Historia de REFLECTLENS
Lo que comenzó en un pequeño taller en Polonia es hoy una marca europea que inspira a fotógrafos de todo el mundo.1989 - Donde comenzó todo
1997 - Algunas historias hacen una pausa
2023 - La misma esencia, una nueva visión
Dos generaciones: una pasión
En 1989, en la época dorada de la fotografía analógica, Tomasz Kłosiński fundó POL-FILTR en Skierniewice. Comercializaba objetivos y cámaras cuidadosamente seleccionados, pero su verdadera pasión era diseñar sus propios filtros de efectos especiales: herramientas que permitían a los fotógrafos crear imágenes imposibles de lograr por cualquier otro medio. Pronto se hicieron conocidos en el mercado fotográfico Stodoła de Varsovia, el más grande de Europa del Este.
Tras casi una década, Tomasz suspendió el proyecto de los filtros y se centró en el negocio más estable de la compraventa de equipos. Los dibujos técnicos quedaron guardados en el archivo familiar, donde permanecieron durante años, sin que Tomasz imaginara que alguien volvería a utilizarlos.
Pasaron las décadas. Su hijo Łukasz, fotógrafo profesional, comenzó a sentir el peso del agotamiento creativo. En busca de un camino a seguir, acudió a su padre, y Tomasz lo remitió al polvoriento archivo. Junto con su pareja Kesja, Łukasz decidió dar una nueva vida a aquellos diseños. REFLECTLENS había nacido.
La tienda en línea creció más rápido de lo que nadie esperaba. En un año, los filtros llegaron a manos de los mejores fotógrafos de toda Europa y la empresa abrió su propio showroom. Es un regreso a una época en la que los equipos fotográficos eran fabricados por personas para personas, y cada imagen tenía alma.
VIDRIO, ELEGIDO A MANO - NO A MÁQUINA
DONDE EL VIDRIO SE CONVIERTE EN UN FILTRO
EL ÚLTIMO GIRO ANTES DE QUE TERMINE
ELABORADO CON PROPÓSITO
Mucho antes de que un filtro REFLECTLENS llegue a la cámara de un fotógrafo, comienza con una decisión que la mayoría de las personas nunca notará: seleccionar el vidrio óptico adecuado.

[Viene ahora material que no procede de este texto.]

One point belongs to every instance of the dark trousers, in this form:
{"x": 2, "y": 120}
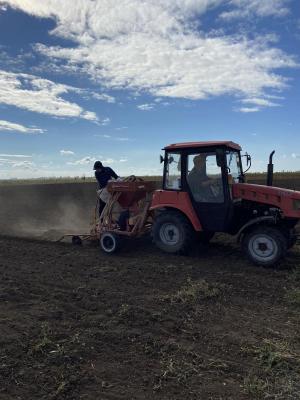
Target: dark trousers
{"x": 102, "y": 204}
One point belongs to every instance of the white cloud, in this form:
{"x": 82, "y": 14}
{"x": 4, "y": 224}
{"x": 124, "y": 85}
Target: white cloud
{"x": 105, "y": 122}
{"x": 39, "y": 95}
{"x": 66, "y": 153}
{"x": 82, "y": 161}
{"x": 118, "y": 138}
{"x": 260, "y": 102}
{"x": 104, "y": 97}
{"x": 248, "y": 109}
{"x": 260, "y": 8}
{"x": 13, "y": 127}
{"x": 294, "y": 155}
{"x": 108, "y": 161}
{"x": 146, "y": 107}
{"x": 15, "y": 155}
{"x": 154, "y": 46}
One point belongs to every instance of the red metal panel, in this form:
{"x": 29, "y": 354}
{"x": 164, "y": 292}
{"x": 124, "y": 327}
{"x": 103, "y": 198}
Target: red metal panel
{"x": 178, "y": 146}
{"x": 274, "y": 196}
{"x": 177, "y": 200}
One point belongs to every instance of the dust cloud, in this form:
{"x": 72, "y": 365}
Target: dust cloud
{"x": 47, "y": 211}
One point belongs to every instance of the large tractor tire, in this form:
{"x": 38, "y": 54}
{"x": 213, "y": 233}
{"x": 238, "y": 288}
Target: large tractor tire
{"x": 173, "y": 233}
{"x": 265, "y": 246}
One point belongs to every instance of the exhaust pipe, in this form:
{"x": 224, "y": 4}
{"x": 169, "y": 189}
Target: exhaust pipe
{"x": 270, "y": 170}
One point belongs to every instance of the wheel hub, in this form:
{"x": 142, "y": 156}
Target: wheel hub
{"x": 169, "y": 234}
{"x": 263, "y": 247}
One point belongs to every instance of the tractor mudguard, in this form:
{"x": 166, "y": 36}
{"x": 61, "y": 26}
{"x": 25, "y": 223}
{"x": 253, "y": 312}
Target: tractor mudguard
{"x": 256, "y": 221}
{"x": 178, "y": 201}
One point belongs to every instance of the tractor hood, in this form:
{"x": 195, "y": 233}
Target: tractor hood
{"x": 287, "y": 200}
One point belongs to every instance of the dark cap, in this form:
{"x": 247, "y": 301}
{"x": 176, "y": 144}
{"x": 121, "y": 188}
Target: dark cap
{"x": 98, "y": 164}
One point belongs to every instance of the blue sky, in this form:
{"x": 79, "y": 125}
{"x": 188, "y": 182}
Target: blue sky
{"x": 82, "y": 80}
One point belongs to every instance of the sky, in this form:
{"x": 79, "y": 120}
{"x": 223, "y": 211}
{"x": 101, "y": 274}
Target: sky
{"x": 116, "y": 81}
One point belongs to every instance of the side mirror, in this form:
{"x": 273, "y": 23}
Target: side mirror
{"x": 248, "y": 159}
{"x": 219, "y": 157}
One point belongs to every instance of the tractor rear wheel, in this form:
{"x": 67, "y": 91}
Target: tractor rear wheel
{"x": 265, "y": 245}
{"x": 173, "y": 233}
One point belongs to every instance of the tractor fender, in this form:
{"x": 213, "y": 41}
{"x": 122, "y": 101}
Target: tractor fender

No cualquier pieza de vidrio es capaz de producir los reflejos, destellos fantasma, difusión o transmisión de luz precisos que exigimos. Cada elemento óptico se selecciona cuidadosamente por su pureza, uniformidad y propiedades ópticas antes de entrar en producción. Luego, el vidrio se mide, corta y termina a mano individualmente mediante un proceso meticuloso en el que la precisión se mide en fracciones de milímetro.
Crear un filtro creativo no consiste simplemente en fabricar una pieza de vidrio. Cada superficie, cada ángulo y cada detalle microscópico influye en la forma en que la luz se desvía dentro del objetivo. Una diferencia invisible a simple vista puede transformar por completo la imagen final. Por eso, cada etapa de producción se lleva a cabo con un cuidado excepcional, combinando la ingeniería óptica moderna con la artesanía que definió los equipos fotográficos hace décadas.

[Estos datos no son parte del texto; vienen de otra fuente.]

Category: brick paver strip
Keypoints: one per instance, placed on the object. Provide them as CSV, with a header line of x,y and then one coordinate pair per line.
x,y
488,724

Una vez que el elemento óptico ha alcanzado las características previstas, se ensambla en su montura y se somete a varias inspecciones de calidad. Cada filtro se revisa individualmente para comprobar su precisión óptica, la calidad del recubrimiento, la alineación y el acabado antes de aprobarse para salir de nuestro taller.
No creemos que las herramientas creativas deban producirse en masa como simples productos básicos.
Creemos que deben elaborarse con paciencia, precisión y respeto por los fotógrafos que confían en ellas para crear sus trabajos más importantes.
Cada filtro REFLECTLENS lleva consigo esa filosofía: desde la primera pieza de vidrio óptico seleccionada a mano hasta el momento en que captura la luz en algún otro lugar del mundo.